Falei com uma advogada, ela me orientou sobre o que era preciso fazer. Arranjei duas testemunhas. E finalmente o dia para a audiência foi agendado.
Eu então comprei um vestido bonito, elegante e sóbrio de acordo com a ocasião. Afinal o divórcio não tinha o “glamour” de um casamento, mas também era um evento importante. Comprei também sapatos novos.
Atualmente existe o Dia de Noiva eu naquela época fiz o meu Dia de Divorciada. Fui ao salão de beleza, fiz embelezamento das minhas unhas dos pés, das mãos, cabelos e etc. Fiz também uma maquiagem discreta.

Calculei o tempo que levaria para chegar ao fórum com uma margem de segurança, para evitar que contratempos me fizessem chegar atrasada.
Imaginei como seria encarar meu marido mais uma vez e que seria um momento de tensão.
A audiência estava marcada para as onze horas.
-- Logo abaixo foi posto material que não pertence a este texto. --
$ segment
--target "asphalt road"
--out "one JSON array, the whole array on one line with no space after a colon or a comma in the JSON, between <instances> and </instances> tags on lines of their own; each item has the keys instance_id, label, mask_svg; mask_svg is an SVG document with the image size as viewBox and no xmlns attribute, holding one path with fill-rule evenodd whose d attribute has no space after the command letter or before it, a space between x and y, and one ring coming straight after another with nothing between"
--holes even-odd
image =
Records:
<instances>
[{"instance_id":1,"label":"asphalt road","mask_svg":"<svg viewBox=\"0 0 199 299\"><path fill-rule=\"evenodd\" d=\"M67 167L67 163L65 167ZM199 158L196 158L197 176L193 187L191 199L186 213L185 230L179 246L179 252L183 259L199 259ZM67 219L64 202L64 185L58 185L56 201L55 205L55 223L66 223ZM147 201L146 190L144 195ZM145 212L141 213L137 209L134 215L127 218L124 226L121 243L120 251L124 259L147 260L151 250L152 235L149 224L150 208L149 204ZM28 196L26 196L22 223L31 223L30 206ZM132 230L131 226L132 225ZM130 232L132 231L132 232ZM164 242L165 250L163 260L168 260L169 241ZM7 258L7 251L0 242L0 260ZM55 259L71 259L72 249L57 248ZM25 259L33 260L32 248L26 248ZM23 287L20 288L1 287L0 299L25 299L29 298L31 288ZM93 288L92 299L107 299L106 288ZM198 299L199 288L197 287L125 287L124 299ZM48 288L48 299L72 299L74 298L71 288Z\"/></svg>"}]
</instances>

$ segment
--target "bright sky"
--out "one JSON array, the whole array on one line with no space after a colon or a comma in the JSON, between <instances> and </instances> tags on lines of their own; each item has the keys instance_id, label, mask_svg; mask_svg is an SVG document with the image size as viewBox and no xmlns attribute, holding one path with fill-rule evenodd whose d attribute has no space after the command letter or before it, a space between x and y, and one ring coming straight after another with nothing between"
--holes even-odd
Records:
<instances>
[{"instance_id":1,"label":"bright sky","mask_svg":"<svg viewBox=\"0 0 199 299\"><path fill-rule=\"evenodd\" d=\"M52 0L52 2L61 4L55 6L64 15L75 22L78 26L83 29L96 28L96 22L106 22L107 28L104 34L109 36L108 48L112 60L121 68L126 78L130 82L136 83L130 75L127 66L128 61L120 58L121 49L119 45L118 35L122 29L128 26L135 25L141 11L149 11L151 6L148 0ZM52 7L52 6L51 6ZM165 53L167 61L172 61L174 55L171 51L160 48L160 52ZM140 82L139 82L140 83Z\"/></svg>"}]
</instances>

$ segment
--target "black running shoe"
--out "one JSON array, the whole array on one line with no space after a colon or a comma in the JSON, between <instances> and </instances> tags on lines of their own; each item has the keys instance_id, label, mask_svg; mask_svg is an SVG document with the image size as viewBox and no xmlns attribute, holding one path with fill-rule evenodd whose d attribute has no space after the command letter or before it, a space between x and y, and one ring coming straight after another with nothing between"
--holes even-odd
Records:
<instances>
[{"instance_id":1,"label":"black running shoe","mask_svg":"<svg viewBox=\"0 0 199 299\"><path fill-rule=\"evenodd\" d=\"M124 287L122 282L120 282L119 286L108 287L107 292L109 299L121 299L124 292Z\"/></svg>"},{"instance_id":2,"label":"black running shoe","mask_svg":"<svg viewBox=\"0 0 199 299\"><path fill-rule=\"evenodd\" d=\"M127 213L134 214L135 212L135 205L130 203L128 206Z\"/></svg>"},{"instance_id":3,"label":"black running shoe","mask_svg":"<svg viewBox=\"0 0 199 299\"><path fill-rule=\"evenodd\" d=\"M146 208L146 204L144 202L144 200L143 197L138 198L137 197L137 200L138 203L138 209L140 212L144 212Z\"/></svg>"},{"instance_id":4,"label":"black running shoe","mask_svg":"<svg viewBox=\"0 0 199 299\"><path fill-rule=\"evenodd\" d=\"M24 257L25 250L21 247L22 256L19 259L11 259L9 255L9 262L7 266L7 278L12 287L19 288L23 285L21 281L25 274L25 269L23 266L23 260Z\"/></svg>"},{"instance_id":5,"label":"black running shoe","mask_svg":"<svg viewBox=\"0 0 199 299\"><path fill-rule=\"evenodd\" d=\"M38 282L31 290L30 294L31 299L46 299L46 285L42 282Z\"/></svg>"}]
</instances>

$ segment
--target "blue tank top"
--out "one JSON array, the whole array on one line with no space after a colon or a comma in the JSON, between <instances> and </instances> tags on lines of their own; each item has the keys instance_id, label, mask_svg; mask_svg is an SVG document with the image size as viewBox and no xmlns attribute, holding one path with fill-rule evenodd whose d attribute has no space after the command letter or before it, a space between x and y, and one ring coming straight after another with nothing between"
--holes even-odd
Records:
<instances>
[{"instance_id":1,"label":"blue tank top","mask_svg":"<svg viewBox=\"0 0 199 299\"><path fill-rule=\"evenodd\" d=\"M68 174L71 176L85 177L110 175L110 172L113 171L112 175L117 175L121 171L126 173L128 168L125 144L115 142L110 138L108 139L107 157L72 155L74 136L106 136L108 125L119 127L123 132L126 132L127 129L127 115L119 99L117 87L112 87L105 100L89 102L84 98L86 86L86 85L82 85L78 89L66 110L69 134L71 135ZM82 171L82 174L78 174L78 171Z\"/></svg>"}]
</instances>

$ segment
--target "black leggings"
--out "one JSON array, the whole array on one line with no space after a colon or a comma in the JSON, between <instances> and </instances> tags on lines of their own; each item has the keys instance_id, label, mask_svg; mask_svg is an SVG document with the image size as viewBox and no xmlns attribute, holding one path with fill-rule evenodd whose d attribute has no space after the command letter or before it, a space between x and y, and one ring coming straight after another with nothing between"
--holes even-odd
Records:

Chegamos ao fórum com alguma antecedência, eu minha filha mais nova e minhas duas testemunhas e lá nos encontramos com meu marido. Cumprimentamos-nos formalmente e com seriedade. Eu decidi manter uma distância dele que me fosse confortável. Nossos semblantes apresentavam leve tensão.
A advogada havia me aconselhado a ficar preparada para imprevistos, pois o meu marido poderia dizer palavras que poderiam prejudicar o andamento da ação.
Fiquei treinando mentalmente o que deveria falar quando estivesse na presença da juíza.
O corredor do fórum estava muito cheio de gente. As pessoas falavam alto.
Ficamos aguardando até à hora marcada para a audiência.
Eu esperava de um lado e o meu marido do outro. As testemunhas e minha filha mais nova ora ficavam do meu lado e ora ficavam do lado do meu marido
O nosso horário chegou e nós não fomos chamados.
Eu olhava para as duas testemunhas e pensava: Creio que não foi sensato convidar estas duas pessoas para testemunhar. Eles são jovens, em estado de amor, cheios de sonhos e estão aqui para testemunhar o fim de um casamento. Pensava também: Por que eu acreditei que meu casamento era para sempre?
Uma das testemunhas havia se comprometido com o patrão de que voltaria a trabalhar, ainda naquele dia. Eu os havia avisado que a audiência não demoraria muito tempo.
Esperávamos.
De vez em quando aparecia uma pessoa na porta da sala da juíza e chamava um nome.
Achei aquilo estranho e fui perguntar à secretária da juíza, a mulher que aparecia na porta fazendo a chamada, o que estava acontecendo, pois meu horário já havia passado. A secretária me disse: Vocês são os próximos. Relaxei e voltei a esperar.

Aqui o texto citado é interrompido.